Dal marzo 2018 il Cile è governato dal conservatore Sebastián Piñera, che era stato presidente anche tra il 2010 e il 2014. Secondo diversi analisti, tra cui Roberto Méndez, docente dell’Universidad Católica di Santiago, le proteste violente degli ultimi giorni hanno molto a che vedere con le aspettative prima alimentate e poi deluse dal governo Piñera, oltre che dai governi di sinistra degli anni precedenti guidati dalla presidente Michelle Bachelet: erano state promesse riforme del sistema didattico, fiscale e sanitario, che però o non si sono fatte o sono state considerate insufficienti. Uno dei problemi principali è stata la mancata redistribuzione della ricchezza, ma anche una sorta di impunità che la classe politica cilena si è assicurata per sé nel corso degli anni.
Sia l’opposizione cilena sia alcuni sostenitori di Piñera hanno accusato inoltre il governo di avere risposto tardi alle proteste.
Il presidente è stato molto criticato per “mancanza di empatia” verso i manifestanti, a causa di alcune frasi pronunciate nelle ultime settimane. Dopo le prime proteste, Piñera ha detto per esempio che tutti quelli che protestavano potevano alzarsi prima la mattina per andare a lavorare, in modo da evitare l’ora di punta e non pagare di più il biglietto della metro. Poi ha accusato i manifestanti di essere «delinquenti» e ha detto agli studenti che «non avevano alcun motivo per protestare». Venerdì sera, mentre alcuni manifestanti incendiavano diverse stazioni della metropolitana, è stato visto cenare in un ristorante di una delle zone più ricche di Santiago in occasione del compleanno di uno dei suoi nipoti.

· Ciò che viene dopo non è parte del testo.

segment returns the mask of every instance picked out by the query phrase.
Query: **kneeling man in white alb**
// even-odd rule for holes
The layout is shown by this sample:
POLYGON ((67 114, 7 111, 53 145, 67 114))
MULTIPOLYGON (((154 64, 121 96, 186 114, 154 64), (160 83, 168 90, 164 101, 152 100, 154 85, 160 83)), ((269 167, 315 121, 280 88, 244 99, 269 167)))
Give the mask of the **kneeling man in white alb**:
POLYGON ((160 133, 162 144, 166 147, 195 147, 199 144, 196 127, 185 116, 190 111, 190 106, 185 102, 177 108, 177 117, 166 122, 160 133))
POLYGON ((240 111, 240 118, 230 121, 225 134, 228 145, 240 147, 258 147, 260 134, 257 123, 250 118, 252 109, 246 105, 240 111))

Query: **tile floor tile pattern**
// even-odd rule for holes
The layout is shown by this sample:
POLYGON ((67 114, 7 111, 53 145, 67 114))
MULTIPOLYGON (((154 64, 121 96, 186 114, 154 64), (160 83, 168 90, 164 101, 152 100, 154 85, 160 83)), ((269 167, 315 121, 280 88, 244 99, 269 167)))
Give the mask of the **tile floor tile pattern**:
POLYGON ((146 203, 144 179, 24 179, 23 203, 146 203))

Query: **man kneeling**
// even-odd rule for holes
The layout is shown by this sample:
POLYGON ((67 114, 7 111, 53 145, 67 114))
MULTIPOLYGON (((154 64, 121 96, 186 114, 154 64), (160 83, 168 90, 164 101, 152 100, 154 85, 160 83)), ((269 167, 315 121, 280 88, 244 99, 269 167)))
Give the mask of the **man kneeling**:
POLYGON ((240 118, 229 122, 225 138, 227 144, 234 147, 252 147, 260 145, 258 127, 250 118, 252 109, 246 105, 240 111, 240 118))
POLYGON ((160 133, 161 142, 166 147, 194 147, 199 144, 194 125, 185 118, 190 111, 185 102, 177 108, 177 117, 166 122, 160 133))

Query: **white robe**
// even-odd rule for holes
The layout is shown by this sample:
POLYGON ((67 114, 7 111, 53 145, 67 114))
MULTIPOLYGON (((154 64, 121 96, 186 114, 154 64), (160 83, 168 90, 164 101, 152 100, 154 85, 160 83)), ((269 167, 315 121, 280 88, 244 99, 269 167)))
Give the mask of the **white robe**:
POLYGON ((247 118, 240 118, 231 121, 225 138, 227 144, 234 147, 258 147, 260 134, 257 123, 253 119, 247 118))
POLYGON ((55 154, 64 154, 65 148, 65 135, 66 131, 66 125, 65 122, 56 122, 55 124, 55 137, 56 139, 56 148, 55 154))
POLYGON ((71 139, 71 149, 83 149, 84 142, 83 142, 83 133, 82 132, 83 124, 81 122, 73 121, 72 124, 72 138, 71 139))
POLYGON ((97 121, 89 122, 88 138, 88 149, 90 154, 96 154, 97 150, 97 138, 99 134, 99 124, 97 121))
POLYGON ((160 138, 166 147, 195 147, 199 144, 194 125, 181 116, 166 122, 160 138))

La frase più forte di Piñera è stata però quella pronunciata dal presidente domenica: «Siamo in guerra contro un nemico potente, che è disposto a usare la violenza senza alcun limite». Per il riferimento alla guerra, e per avere alzato così tanto i toni dello scontro, Piñera è stato criticato anche all’interno del suo governo: lunedì il generale Javier Iturriaga, responsabile delle operazioni militari degli ultimi giorni, ha preso le distanze da Piñera dicendo «non sono in guerra con nessuno».
Daniel Matamala, giornalista di CNN Chile, ha scritto su La Tercera che quella delle ultime settimane «è stata una protesta lenta, che è aumentata gradualmente di intensità e che ha avuto molti momenti in cui si sarebbe potuto fare qualcosa. Però ci sono state solo due risposte: la tecnocrazia e la repressione. La commissione di esperti ha stabilito la tariffa e le Forze speciali l’hanno fatta rispettare. Fogli di calcolo ed Excel, mentre la politica è rimasta cieca, sorda, muta». Secondo Matamala, che ha sintetizzato un pensiero molto diffuso tra giornalisti e osservatori, «è stata questa élite a rompere il contratto sociale e a consacrare la propria impunità».
L’impressione è che nessuna forza politica cilena sia in grado oggi di mettersi alla guida delle proteste, o di essere un punto di riferimento per i manifestanti: non lo è di certo il partito di Piñera, obiettivo principale dei manifestanti; non lo è nemmeno la sinistra che ha fatto riferimento per molti anni a Bachelet, considerata corresponsabile della situazione attuale; e non sembra poterlo essere nemmeno Frente Amplio, coalizione politica di sinistra nata nel 2017 i cui principali dirigenti furono i leader delle proteste studentesche del 2011.